Hagerty moves to restrict FOIA powers currently held by city clerk


Daily file photo by Katie Pach

City clerk Devon Reid. Aldermen will discuss splitting up Reid’s FOIA responsibilities at Tuesday’s city council.

Julia Esparza, City Editor

Aldermen are considering a proposal that would strip the city clerk of his powers relating to public records requests, setting up a power struggle between the city’s elected officials.

Aldermen will discuss a proposal by Mayor Steve Hagerty to split up responsibilities granted under the Freedom of Information Act, which all currently fall under the city clerk’s office. The measure, to be considered by aldermen at Tuesday’s City Council meeting, would split the role between four officers, effectively depriving city clerk Devon Reid of his independent power related to FOIA requests.

The proposal comes about two weeks after Reid filed a suit against the city to determine his rights as a FOIA officer. In the suit, he claims he has been denied access to unedited information requested by the public. Reid is currently the sole FOIA officer for the city.
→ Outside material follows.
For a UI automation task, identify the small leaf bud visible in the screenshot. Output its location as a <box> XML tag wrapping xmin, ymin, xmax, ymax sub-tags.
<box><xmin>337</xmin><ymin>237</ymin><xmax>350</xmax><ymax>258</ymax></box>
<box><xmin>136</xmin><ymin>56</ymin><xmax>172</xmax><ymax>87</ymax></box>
The measure would weaken Reid’s power as the FOIA officer, a responsibility he assumed after being elected city clerk — first unofficially, following in the footsteps of his predecessor, who had been named the city’s FOIA officer.

In October 2017, aldermen voted to officially designate the city clerk as Evanston’s FOIA officer. Since then, Reid has clashed with city officials on numerous occasions.

Aldermen voted in 2017 to discontinue an online system Reid had used to publish all FOIA requests. They expressed concerns that the published documents revealed too much private and sensitive information.

But Reid says he’s been “diligent” about protecting people’s privacy, and argues the system, NextRequest, is necessary to increase government transparency and trust with residents.

Under the structure Hagerty suggests, FOIA requests for police department records would go through an Evanston Police Department records manager and requests involving Law Department records would be processed through the assistant city attorney. All other FOIA requests would go through the city clerk with a customer service representative from the city assisting “if necessary.”

Reid said he’s been getting redacted video from the police department, instead of the unedited footage. As FOIA officer, Reid says he should make the decisions over what to redact, but Hagerty said in an interview earlier this month that only police officers should see the full footage.

“The way the state law is written, our belief is that the only person that sees this is the person putting it together from the police department, and the person requesting it, no one else,” Hagerty said.

A petition began circulating Saturday among residents that asked City Council to keep all FOIA responsibilities in the city clerk’s office. Over 200 people have signed the petition as of Monday night.

“The proposed change will put information that could potentially reveal unethical/illegal activity by city staff or elected officials, under the authority of an individual who either reports to elected officials or directly to the city manager,” the petition states.